Before we begin, I just want to say thank you from the bottom of my heart for watching the videos. I really don’t like my voice but I had to do the videos because I truly believe post-processing skill is a MUST if you want to take photography to the next level. I cannot ignore this topic in my blog and I want to do this through videos so you can learn quicker and more efficiently.
If you look at the length of each video they are just about 5 minutes long. But they took me more than 2 hours to produce one video. I would say I spent at least 10 hours on producing these content so you won’t be learning each little detail but instead understand the workflow and big picture of using Adobe Lightroom. Thank you once again and look forward to more tutorial videos coming up!

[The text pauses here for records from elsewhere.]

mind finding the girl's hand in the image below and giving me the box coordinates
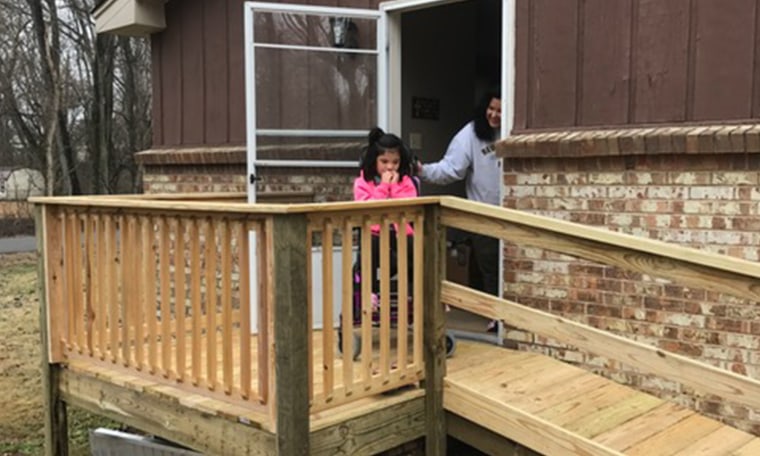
[381,170,399,184]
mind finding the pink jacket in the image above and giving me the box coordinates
[353,172,417,235]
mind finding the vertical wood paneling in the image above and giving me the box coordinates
[513,0,530,131]
[632,0,690,123]
[530,0,579,128]
[181,0,205,144]
[692,0,756,121]
[228,0,247,143]
[151,38,163,146]
[161,0,183,145]
[579,0,632,126]
[753,3,760,118]
[204,0,230,145]
[154,0,760,144]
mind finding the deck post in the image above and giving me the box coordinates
[271,213,310,455]
[423,204,447,455]
[36,205,69,455]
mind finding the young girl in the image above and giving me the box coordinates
[353,127,417,306]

HSL panel – what the HSL panel does is to let you work on each color individually and make adjustments to them. You have 3 tools inside this panel, The Hue, saturation, and luminance. Let me describe what they are below:
The hue – is the shade of color that you’re making adjustments to. It can make green look from yellow to green and make red to turn from orange to pink. So in the photo shown in the video, if I work on the red I can make the cars on the highway look from orange to pink. And if I work on the orange then I can make the bridges look from yellow to red.
The saturation – is to set how vibrance of a color you want it to be. You can change the color from colorful all the way to grey. Back to the example in the video, if I work on the orange color it’ll turn the bridges and cars on the highway looks grey. Basically, this tool adds or disables the pop of color in your photo.

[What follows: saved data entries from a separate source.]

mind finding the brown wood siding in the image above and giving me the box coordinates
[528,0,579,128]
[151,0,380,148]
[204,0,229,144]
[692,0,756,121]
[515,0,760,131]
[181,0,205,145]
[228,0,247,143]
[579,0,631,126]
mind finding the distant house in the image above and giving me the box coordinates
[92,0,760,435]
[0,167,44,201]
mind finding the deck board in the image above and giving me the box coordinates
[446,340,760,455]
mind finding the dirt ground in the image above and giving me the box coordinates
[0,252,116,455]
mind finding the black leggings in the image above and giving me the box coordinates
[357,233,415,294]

The luminance – set the exposure of a particular color and it control the brightness and darkness of a tone. So again back in the example in the video, if I work on the orange color I can make it overexposed or underexposed on the highway areas.

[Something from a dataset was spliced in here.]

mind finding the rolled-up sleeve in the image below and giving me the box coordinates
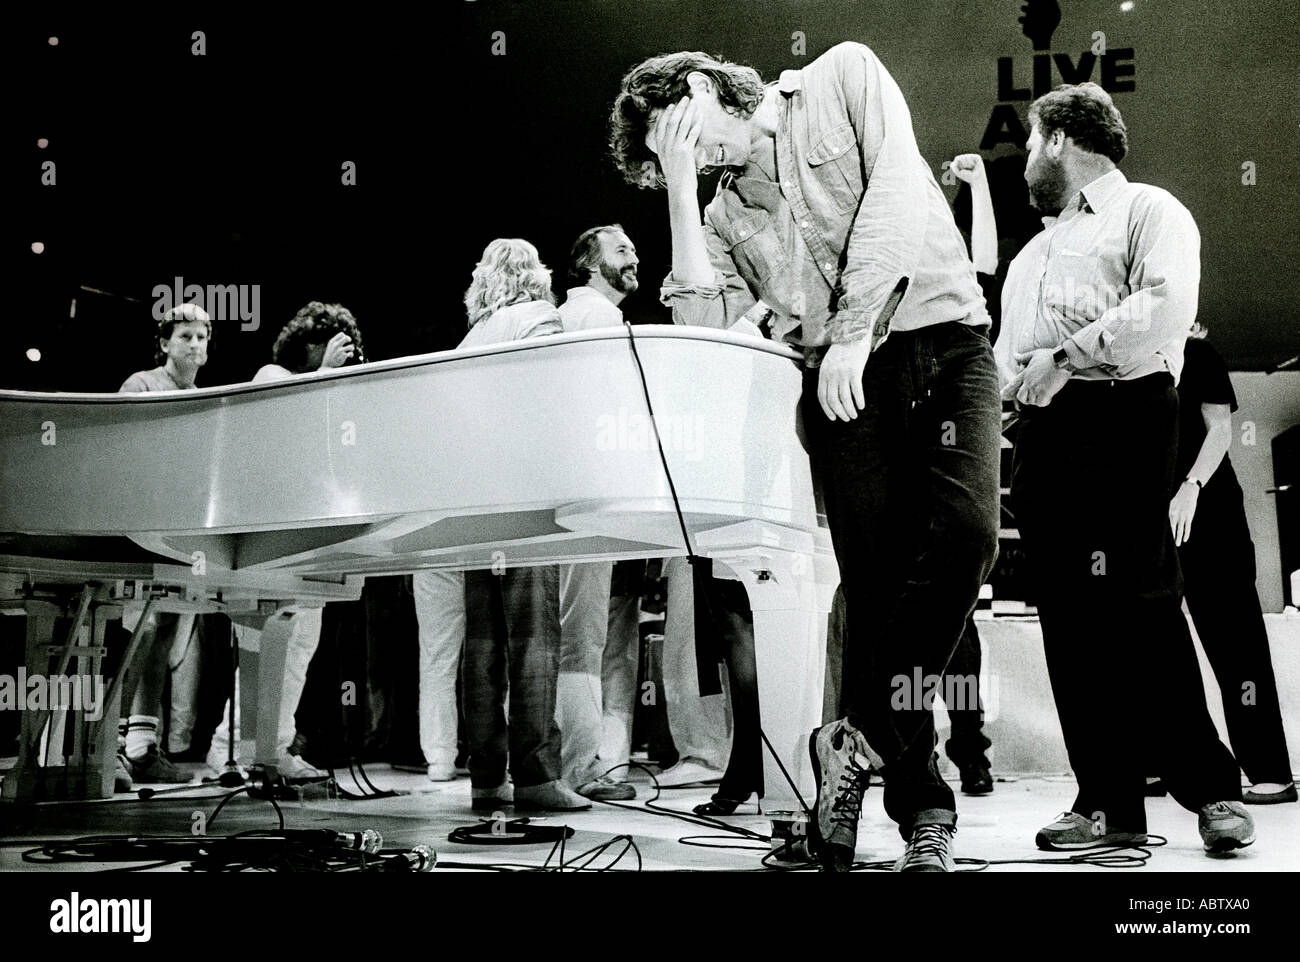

A cool tip that I want to showed you in the video is that if you click on the little dot on the top left hand side of the HSL panel. It shows you what color it is relating to in the photo. You can move around the mouse curser and it’ll show what color you can work on. To test it out in the video, I knew the sky is blue so if I move my mouse to that area you see the HSL panel has the blue section highlighted.
Split toning – Going down to the next panel area it is split toning. This is used for changing the way color looks in the photo. To make this as little technical as possible in the video I showed you the way you should use it. It is to move the saturation bar to full before moving the hue slider. Therefore, in the highlights section inside split toning, I should move the saturation slider to the maximum, and then move the hue slider left and right until you see a color that looks good in this photo and work your way backwards. This goes the same with the shadows tool at the bottom.
Lens correction panel – The one thing you can do here is to check the “enable profile correction” box. What this does is to tell lightroom to use the information contained in your image to get detail about your lens and apply corrections base on problems it is aware of. For example, if you are using a wide-angle lens and the edges are not straight, then lightroom is going to straighten the lines for you. Personally I hardly use this panel so I wont spend too much time on it.
Camera calibration panel – Lastly, in the camera calibration panel you can use the profile section to select different presents available for your camera. The reason to do this is to make Lightroom shows the photo exactly like behind of your camera’s LCD screen.